St Peter the Apostle’s church in Carpineto Romano was initially built in 1610 at the expense of Cardinal Pietro Aldobrandini.
The structure, located in the square, consists of three parts constructed in different eras: the central part, the church with the convent, was wanted by Cardinal Aldobrandini early in the seventeenth century.
On the right, the chapel of St. Francis, is dated in 1855 and on the left is the hospital wanted by Pope Leo XIII, now a rest home named after Leo XIII.
The facade of St. Peter the Apostle, recovered with travertine marble in the 1950s, has a gable inscribed the apostle Peter.
The interior, with a nave and barrel vault, has a wooden altar with two large reliquary closets and an altarpiece by an unknown representative of the church.
Laterally there are two chapels with wooden statues by Fra Stefano Piazza Armerina (1685): on the right the Seven Sorrows of Mary, and on the left a Christ crucified.
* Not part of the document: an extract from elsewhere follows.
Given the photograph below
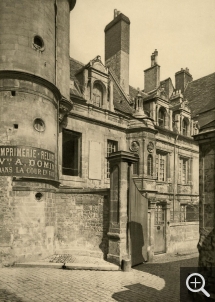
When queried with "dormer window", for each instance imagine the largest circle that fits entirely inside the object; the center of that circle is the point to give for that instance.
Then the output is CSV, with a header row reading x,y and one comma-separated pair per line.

These statues in the seventeenth century were hidden by two paintings of the 1600s, now placed on the wall The stigmata of St. Francis, attributed to the French caravaggista Simon Vouet, and Immacolata attributed to Fra Diego from Tavello.
In the back of the church there is a marble statue of G. Dupre donated by the Third Franciscan Order to Leo XIII.
From the sacristy it leads to the beautiful cloister of the seventeenth century, with a large central cistern, Pietro Aldobrandini weapons and 28 lunettes (arched window openings) frescoed with the history of St. Francis by Francesco Serbucci Tivoli (1685).
From here you can admire the vegetable garden and the forest of old trees, once supported by the Franciscan religious family.
Each year in the cloister of the "Dinner of the Cardinal" takes place.